What Taylor’s Newcastle contract muddle teaches us

The whole situation is embarrassing for Steven Taylor, who would probably want nothing more than to forget about contracts and concentrate on playing football for Newcastle United. He has 2 years left to go on his current deal, and as pursuant with Newcastle’s initiative to sign key players on long-term contracts (Milner and N’Zogbia already have their new 5-year deals), they offered Taylor a contract presumably at par with what Milner was offered.

Steven Taylor’s father and agent, Alf Taylor, has not only rejected the contract but chosen to talk to the press about it, trying to pressure Newcastle into giving Talor an astronomical pay-raise (does he want parity with Michael Owen?) by presenting it as if Newcastle are cheating Taylor out of what he is owed.

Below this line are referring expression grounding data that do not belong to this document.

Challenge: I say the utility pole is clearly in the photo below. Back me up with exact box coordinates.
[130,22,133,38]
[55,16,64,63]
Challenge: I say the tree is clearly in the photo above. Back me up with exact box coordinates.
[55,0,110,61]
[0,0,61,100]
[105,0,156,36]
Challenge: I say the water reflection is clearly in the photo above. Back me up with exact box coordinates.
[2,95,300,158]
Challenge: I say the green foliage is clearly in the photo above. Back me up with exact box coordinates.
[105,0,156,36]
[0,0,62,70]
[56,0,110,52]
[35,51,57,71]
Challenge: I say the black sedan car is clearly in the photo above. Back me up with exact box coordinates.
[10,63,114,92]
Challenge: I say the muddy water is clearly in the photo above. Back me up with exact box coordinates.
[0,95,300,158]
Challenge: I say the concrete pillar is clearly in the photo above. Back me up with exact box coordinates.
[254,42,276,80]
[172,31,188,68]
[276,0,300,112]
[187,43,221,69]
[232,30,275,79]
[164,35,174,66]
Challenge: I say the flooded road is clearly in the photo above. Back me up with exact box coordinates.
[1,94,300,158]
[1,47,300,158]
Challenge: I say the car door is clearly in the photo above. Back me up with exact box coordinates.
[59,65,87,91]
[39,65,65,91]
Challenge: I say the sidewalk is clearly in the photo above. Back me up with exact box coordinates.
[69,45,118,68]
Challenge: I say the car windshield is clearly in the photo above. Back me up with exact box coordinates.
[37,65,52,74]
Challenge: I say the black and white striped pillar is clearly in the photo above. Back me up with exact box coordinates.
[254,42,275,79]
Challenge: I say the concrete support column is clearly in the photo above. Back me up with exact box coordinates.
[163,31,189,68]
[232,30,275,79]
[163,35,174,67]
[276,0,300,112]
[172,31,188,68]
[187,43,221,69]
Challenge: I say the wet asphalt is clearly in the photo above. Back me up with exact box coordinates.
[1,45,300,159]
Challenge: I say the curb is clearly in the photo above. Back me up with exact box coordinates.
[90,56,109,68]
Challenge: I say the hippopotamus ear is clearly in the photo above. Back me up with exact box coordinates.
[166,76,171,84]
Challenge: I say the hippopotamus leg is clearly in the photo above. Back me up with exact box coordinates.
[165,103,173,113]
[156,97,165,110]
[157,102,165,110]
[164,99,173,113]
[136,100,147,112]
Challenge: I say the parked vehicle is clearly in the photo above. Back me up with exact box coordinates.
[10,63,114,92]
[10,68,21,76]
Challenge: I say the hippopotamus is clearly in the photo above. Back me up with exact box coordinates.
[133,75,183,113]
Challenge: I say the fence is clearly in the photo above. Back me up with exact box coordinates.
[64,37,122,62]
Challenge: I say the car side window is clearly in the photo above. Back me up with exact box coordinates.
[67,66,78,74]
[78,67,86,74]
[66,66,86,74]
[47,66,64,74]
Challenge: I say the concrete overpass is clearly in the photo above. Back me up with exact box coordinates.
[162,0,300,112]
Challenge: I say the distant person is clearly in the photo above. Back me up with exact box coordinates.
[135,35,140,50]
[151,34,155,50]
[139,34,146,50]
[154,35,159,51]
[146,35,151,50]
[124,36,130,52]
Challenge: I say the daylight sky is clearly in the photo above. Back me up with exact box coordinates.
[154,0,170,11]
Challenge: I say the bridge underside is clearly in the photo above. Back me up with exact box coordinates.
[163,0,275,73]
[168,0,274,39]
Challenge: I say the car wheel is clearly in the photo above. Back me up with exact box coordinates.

Ed over at the Newcastle blog backs Steven Taylor over this, but I don’t think it’s Taylor Jr. who’s pushing the agenda here – This has the all the trappings of a rookie agent getting power-drunk on his star’s abilities and aiming to milk the club for all that the kid is worth.

Steven Taylor has every right to reject a contract offer, but you don’t rat out to the press and try to paint the club as the evil party especially if you’re genuinely interested in playing for that club. Newcastle could easily accuse Alf of trying to pimp his son to the top four as a bargaining chip, and given the stage of his career it would be a ridiculous move to piss off the club that has given you a position in the starting lineup and fans who consider you a future captain.

Alf Taylor is a lousy agent. When we talk about agents ruining the game because of their corruption, we usually have the seasoned pros in mind. It’s to weed the ‘family members’ out of the game as well (Ronaldinho’s agent is the most famous example of a press whore agent) and instill professionalism in agents.